一言で言うと、高齢者含め、ツイッター上にいるコア支持者を見過ぎだ。
小選挙区制においては、有権者の過半数を取らなければならないため、本来は自分たちのコア支持者を横目に見ながらも、中道の位置にいなければならない。
そもそも国会議員は、支持者の代表ではなく、国民の代表である、という前提もあるが、選挙戦略的にも、前回対立候補に投票した層からも支持を得なければ勝てない。
しかし上述したように、近年の立憲民主党はコア支持者を中心に見据えており、あまりに左に寄りすぎている。
それでは、自民党を支持している中道右派はおろか、中道左派からも支持されない。
本来は、支持母体の労働組合も嫌がるような中道右派的な政策(解雇規制の緩和など)も実現しなければならないが、
もはや連合にさえ、左に寄りすぎと言われる始末である。
その原因は、ツイッターが大きいのではないかと考えている。
ツイッターでハッシュタグデモというのが一時期流行ったように(今も?)、
ネット上で盛り上がっているのを見ると、有権者全体がそうかのように勘違いしてしまいやすい。
しかし、フィルターバブルという言葉もあるように、SNS上は「絶対に」バイアスがかかっている。

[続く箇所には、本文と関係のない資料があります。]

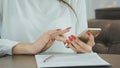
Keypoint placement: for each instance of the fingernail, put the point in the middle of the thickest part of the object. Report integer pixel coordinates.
(58, 29)
(73, 37)
(65, 43)
(68, 42)
(69, 28)
(70, 38)
(88, 33)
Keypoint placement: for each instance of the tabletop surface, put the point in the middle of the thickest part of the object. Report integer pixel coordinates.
(28, 61)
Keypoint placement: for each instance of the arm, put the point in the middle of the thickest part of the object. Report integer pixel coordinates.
(43, 43)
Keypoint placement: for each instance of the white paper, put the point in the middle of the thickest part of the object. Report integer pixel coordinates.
(67, 60)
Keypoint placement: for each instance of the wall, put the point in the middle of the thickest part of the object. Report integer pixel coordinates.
(95, 4)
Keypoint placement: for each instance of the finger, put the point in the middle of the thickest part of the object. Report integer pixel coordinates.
(84, 47)
(91, 41)
(60, 32)
(61, 38)
(70, 46)
(77, 46)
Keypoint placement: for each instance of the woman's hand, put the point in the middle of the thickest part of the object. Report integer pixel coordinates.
(78, 46)
(44, 42)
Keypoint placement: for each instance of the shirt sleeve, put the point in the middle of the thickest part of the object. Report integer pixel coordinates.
(5, 45)
(80, 8)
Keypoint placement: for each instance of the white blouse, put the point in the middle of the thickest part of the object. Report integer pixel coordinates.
(27, 20)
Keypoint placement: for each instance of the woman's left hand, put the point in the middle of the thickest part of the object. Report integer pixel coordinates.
(79, 46)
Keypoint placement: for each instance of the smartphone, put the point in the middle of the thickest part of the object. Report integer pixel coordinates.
(84, 36)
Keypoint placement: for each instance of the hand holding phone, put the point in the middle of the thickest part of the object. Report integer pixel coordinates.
(84, 36)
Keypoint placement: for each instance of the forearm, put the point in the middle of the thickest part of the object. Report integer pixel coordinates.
(26, 48)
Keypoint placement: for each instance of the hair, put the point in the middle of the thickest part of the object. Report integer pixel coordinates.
(66, 3)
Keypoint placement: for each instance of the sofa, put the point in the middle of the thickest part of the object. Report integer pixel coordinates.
(108, 41)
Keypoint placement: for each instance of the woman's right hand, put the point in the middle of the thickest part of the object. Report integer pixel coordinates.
(44, 42)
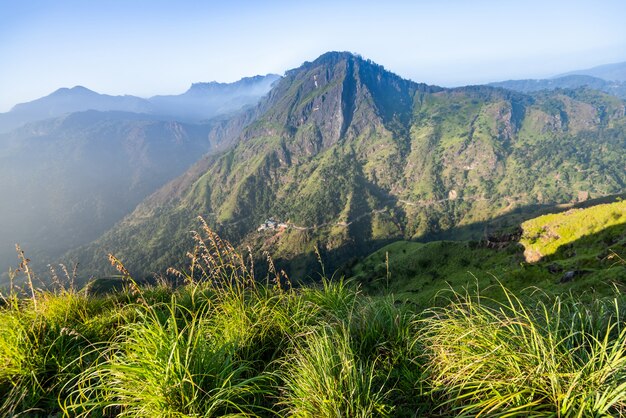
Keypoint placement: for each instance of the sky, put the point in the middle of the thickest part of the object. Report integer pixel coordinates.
(149, 47)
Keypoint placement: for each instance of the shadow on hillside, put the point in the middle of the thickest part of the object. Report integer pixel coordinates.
(341, 260)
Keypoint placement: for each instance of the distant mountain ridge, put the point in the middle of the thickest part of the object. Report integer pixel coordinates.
(67, 179)
(344, 156)
(201, 102)
(609, 72)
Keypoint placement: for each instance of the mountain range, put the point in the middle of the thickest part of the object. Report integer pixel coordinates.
(344, 156)
(201, 102)
(79, 161)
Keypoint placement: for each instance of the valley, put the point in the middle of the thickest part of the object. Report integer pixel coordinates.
(338, 241)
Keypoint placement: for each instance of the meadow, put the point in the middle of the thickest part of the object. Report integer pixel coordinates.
(224, 343)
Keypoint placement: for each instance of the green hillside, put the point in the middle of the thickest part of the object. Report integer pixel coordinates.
(573, 251)
(226, 342)
(346, 156)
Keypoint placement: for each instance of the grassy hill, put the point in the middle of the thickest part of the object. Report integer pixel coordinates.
(572, 251)
(225, 344)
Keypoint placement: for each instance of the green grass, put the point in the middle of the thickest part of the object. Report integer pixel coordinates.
(582, 241)
(545, 235)
(224, 344)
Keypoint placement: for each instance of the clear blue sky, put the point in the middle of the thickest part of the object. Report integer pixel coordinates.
(147, 47)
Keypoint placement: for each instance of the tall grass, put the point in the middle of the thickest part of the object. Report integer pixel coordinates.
(491, 358)
(227, 343)
(165, 364)
(325, 378)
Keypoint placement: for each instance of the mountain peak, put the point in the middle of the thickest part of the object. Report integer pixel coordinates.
(76, 90)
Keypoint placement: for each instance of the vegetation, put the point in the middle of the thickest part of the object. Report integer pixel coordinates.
(572, 251)
(225, 344)
(352, 156)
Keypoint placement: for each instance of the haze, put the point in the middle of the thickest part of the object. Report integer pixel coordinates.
(148, 47)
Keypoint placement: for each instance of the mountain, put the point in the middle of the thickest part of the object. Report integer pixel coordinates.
(609, 72)
(345, 156)
(67, 180)
(201, 102)
(64, 101)
(573, 250)
(206, 100)
(615, 88)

そして、そのツイッター上にいるコア支持者の支持を集めようとすればするほど、国民全体からは離れていく。
ツイッター上では「野党共闘」の継続を求める声が一部支持者から上がっているが、
国民全体への世論調査では、「見直した方がいい」が61.5%、「続けた方がいい」は32.2%である。

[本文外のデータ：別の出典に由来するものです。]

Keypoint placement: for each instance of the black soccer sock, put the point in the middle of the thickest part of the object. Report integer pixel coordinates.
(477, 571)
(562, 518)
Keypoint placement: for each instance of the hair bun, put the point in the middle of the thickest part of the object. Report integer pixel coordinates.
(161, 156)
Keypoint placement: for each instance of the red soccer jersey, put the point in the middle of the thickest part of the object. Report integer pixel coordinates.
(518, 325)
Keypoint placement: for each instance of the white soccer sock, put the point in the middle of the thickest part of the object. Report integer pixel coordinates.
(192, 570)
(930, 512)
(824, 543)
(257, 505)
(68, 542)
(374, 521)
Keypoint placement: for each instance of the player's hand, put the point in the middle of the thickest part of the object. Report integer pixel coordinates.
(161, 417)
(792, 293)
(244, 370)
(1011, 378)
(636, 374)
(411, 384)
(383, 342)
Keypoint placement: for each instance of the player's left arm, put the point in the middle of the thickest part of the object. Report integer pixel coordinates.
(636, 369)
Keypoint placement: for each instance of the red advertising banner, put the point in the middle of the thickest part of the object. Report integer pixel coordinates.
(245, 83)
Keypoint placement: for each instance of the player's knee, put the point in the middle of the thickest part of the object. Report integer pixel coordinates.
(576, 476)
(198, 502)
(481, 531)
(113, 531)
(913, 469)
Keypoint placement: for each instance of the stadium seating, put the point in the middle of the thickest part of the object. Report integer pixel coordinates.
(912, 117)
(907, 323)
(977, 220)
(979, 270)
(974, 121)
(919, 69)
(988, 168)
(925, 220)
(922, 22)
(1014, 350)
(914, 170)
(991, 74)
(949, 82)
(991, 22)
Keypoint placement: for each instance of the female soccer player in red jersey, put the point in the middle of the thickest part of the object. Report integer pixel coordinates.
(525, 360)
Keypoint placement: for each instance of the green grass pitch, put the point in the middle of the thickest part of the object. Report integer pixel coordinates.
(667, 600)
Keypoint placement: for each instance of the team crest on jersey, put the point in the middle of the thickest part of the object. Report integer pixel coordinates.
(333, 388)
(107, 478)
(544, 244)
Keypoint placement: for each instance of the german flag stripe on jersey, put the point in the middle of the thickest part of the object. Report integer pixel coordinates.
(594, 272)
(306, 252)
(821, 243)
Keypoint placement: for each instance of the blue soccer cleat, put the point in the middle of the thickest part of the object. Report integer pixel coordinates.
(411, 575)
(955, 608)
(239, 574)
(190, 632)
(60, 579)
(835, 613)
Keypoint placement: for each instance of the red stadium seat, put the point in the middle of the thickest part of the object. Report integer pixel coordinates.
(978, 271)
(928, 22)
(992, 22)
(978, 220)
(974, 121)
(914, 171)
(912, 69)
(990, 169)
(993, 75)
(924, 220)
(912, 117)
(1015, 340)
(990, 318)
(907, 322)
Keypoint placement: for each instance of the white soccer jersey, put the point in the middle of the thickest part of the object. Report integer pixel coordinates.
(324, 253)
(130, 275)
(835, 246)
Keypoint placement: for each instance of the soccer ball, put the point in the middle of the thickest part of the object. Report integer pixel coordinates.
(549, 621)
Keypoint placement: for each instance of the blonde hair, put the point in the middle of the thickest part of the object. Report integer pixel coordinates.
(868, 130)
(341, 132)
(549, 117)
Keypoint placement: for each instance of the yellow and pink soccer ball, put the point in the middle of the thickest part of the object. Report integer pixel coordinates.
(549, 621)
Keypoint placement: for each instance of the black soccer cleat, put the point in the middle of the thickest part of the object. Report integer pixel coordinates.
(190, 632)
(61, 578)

国民全体を見るためには、ツイッターやオンライン上で「動員」ばかりを期待するのではなく、各地域で様々な階層を集めて「タウンミーティング」を行う、
戸別訪問を行う、そうした草の根の活動をもっと展開すべきである。
もっと言えば、2015年から始まった安保法制への反対運動、SEALDs的な表面ばかりの新しさ(本質は1960年安保闘争と変わらない)に目を向けるのではなく、
学術的な知見の活用、新しい市民運動の展開(「コミュニティ・オーガナイジング」「リーダフルな運動」)など、本質的に政治活動をアップデートすべきである。
でなければ、今後も若者の支持は集められず、新・55年体制のようになっていく流れは止められない。
ただそれでは、労働者を代表する政党の存在感が下がるばかりであり、若者が最も重視する働く環境の大きな改善が見込めない。
今回の代表選を通して、新しく生まれ変わることを期待したい。